Climbing Out of the WIP Trap
Excessive work in progress, and too much multi-tasking, slow teams down and keep them from reaching their goals. Addressing WIP is a critical management task in any development paradigm.
One agile approach involves a kanban board, and a limit on the number of simultaneous items that can be “In Progress” on the kanban board. Parallelizing work as much as possible, and team swarming on tasks can take the WIP limit down to one – with gains on communication overhead and multi-tasking losses.
But these strategies often fail when the work is not completely confined to the team. When the work depends on external resources that the team does not control, the pattern often becomes – start a task, wait for resources, put it on a queue of pending tasks, start another task until there’s an interrupt from a prior task or that task become blocked – until the people trying to get work done are overwhelmed with context switching and with the overhead of tracking it all.
Let’s name these tasks that are waiting for external resources something different from WIP, “work in flight” lets say, as they are somewhere in the air waiting to land somewhere. How can a team that’s highly dependent on others even hope to get this situation under control?
- A partial solution is to separate deep work time from task management time. This doesn’t really solve the problem but it can relieve overwhelm on an individual level. A manager can help by supporting individual time-management efforts by no-meeting days, or reinforcing the norm that ICs can decline meetings that will damage their productivity
- Redefine tasks so that units of work are completed at handoff points. For example, a design proposal has gone on to the compliance team for review. Lacking control over their work queue, the task may be considered done. It may be a challenge in this model to keep sight of delivering business value rather than stops along the way. However, this creates clean context switches that may keep you from the psychological toll of unfinished work.
- Invite others inside the box – get a resource from another team temporarily embedded with your team, or schedule a mini-project for in-depth collaboration on a time critical issue.

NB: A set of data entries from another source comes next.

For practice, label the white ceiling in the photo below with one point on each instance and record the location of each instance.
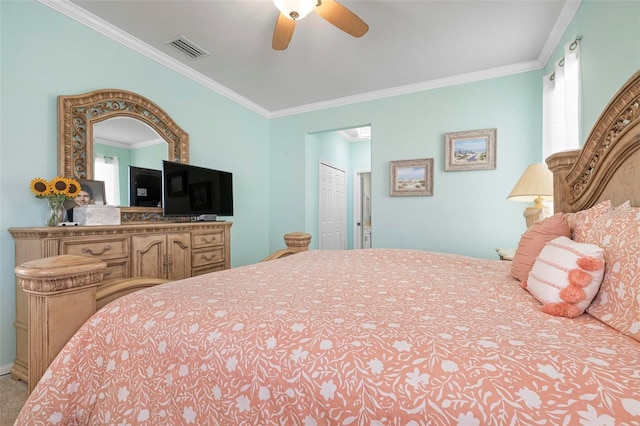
(411, 45)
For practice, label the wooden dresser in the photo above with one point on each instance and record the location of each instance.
(163, 250)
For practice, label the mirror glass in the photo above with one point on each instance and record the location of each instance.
(121, 142)
(80, 116)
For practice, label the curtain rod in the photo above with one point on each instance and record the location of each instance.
(573, 46)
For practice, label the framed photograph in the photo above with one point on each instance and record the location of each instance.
(91, 192)
(177, 184)
(409, 178)
(470, 150)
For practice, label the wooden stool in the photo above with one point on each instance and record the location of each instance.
(61, 297)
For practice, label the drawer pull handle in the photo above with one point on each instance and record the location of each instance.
(89, 251)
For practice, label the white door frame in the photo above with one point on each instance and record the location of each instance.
(358, 214)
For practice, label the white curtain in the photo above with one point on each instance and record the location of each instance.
(560, 103)
(107, 170)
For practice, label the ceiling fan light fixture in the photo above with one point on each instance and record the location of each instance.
(295, 9)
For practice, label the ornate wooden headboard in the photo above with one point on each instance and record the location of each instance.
(608, 166)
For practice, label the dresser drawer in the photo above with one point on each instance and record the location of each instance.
(105, 248)
(207, 257)
(207, 239)
(117, 268)
(206, 269)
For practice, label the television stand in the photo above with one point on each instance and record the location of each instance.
(207, 218)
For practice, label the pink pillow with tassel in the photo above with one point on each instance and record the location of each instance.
(566, 276)
(533, 240)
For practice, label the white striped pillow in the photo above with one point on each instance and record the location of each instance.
(566, 276)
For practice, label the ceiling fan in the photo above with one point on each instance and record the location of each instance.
(294, 10)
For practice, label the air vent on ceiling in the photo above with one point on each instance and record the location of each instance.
(187, 47)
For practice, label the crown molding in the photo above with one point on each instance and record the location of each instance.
(412, 88)
(80, 15)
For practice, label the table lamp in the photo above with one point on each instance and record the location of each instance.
(535, 184)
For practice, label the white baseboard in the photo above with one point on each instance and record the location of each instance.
(5, 369)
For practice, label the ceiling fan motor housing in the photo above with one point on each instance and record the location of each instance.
(295, 9)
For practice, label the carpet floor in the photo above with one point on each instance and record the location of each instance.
(13, 394)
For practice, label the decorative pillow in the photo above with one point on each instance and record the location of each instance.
(566, 276)
(581, 222)
(618, 302)
(533, 240)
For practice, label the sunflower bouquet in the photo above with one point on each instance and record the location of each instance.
(56, 191)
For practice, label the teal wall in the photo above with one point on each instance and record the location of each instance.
(45, 54)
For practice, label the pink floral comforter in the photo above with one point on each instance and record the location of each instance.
(368, 337)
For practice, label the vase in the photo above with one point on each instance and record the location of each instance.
(55, 213)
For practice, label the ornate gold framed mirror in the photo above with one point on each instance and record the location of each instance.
(77, 115)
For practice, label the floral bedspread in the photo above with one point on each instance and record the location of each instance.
(367, 337)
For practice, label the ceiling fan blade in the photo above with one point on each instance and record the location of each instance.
(282, 33)
(342, 18)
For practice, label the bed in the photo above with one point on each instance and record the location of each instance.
(384, 336)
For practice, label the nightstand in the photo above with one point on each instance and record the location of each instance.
(506, 254)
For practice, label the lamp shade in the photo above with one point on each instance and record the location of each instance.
(535, 183)
(295, 9)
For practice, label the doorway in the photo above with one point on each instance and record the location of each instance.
(333, 212)
(362, 209)
(347, 151)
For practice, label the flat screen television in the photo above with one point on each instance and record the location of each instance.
(199, 192)
(145, 187)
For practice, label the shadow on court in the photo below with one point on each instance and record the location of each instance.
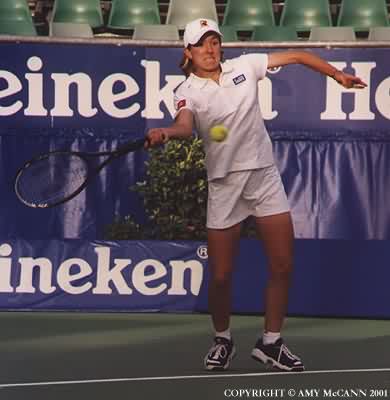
(152, 356)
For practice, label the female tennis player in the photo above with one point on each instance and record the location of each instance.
(243, 178)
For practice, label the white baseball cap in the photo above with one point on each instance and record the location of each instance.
(194, 30)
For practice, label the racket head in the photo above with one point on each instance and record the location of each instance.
(51, 179)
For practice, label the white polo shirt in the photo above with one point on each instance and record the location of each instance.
(234, 103)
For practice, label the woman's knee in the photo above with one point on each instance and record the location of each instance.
(280, 269)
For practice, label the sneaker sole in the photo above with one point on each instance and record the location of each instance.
(258, 355)
(218, 367)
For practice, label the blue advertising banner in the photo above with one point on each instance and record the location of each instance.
(331, 278)
(70, 85)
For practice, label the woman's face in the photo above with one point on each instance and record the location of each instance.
(206, 54)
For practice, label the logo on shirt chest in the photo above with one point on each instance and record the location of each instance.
(238, 79)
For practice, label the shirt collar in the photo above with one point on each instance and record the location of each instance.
(200, 83)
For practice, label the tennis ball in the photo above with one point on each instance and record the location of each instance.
(218, 133)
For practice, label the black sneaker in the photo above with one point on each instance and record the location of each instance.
(219, 356)
(278, 355)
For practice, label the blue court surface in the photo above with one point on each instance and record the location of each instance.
(159, 356)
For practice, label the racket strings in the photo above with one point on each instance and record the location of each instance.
(51, 179)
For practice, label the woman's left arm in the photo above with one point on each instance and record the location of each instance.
(316, 63)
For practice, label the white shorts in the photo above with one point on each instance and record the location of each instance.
(235, 197)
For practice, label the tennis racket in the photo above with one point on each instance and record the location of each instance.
(53, 178)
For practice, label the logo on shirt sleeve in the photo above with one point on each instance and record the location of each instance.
(181, 104)
(238, 79)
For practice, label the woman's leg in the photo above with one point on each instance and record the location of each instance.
(276, 233)
(222, 248)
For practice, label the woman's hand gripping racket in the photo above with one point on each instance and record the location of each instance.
(58, 176)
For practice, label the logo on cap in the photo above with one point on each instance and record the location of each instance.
(181, 104)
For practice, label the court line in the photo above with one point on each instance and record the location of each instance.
(185, 377)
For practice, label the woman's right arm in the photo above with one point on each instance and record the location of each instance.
(180, 129)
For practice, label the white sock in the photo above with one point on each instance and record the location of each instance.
(225, 334)
(270, 337)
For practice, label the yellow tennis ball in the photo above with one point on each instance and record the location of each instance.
(218, 133)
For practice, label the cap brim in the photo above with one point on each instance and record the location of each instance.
(200, 34)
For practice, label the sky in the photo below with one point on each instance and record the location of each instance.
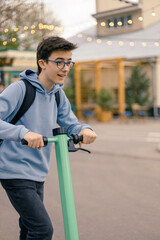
(74, 15)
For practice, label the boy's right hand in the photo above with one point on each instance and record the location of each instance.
(34, 140)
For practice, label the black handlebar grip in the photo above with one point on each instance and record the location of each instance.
(81, 138)
(45, 140)
(76, 138)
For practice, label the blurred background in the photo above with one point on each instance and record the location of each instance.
(115, 86)
(117, 71)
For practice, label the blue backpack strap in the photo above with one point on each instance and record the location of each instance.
(57, 97)
(27, 101)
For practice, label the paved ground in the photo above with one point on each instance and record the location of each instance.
(116, 188)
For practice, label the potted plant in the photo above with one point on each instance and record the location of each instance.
(104, 99)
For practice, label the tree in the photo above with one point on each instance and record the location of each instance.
(137, 88)
(23, 24)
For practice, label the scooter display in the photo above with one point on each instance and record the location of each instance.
(63, 145)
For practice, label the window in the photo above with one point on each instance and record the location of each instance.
(119, 22)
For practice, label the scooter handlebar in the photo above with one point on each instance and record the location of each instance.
(45, 140)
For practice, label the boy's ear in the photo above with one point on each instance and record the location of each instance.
(42, 63)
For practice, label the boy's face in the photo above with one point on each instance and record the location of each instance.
(51, 72)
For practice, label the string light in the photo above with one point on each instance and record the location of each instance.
(153, 13)
(119, 23)
(109, 42)
(23, 35)
(80, 35)
(130, 21)
(111, 24)
(140, 18)
(14, 39)
(89, 39)
(144, 44)
(25, 28)
(5, 43)
(121, 43)
(16, 29)
(99, 40)
(103, 24)
(156, 44)
(33, 27)
(131, 44)
(33, 31)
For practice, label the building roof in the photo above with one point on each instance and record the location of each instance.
(146, 45)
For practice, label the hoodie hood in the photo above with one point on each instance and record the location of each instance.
(32, 77)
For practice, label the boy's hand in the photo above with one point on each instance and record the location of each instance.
(89, 136)
(34, 140)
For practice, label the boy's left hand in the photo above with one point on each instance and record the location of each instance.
(89, 136)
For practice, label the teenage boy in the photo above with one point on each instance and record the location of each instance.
(23, 169)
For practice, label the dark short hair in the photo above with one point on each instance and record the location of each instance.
(51, 44)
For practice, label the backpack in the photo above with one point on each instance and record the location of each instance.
(28, 100)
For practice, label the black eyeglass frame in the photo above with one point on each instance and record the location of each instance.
(64, 63)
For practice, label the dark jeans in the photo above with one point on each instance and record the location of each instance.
(27, 198)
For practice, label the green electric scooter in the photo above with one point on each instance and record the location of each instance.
(63, 145)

There may be creative collaboration avenues available, if the organization is not extremely silo’d and inflexible.
- Make one person, perhaps a technical program manager, “air traffic controller” for work in flight. Such a pattern might look like: Engineers work on tasks until blocked, turn over resolving the block to the TPM, and let the TPM know when they can pick up more work. The TPM can track what tasks have been returned to the backlog to be picked up again, without interrupting the current work.
Structurally, this WIP problem is an argument for creating cross-functional teams that include all the roles necessary for project success. If you can effect change on a structural level, consider adding technical writers, program managers, designers, and testers, among others, to an engineering team.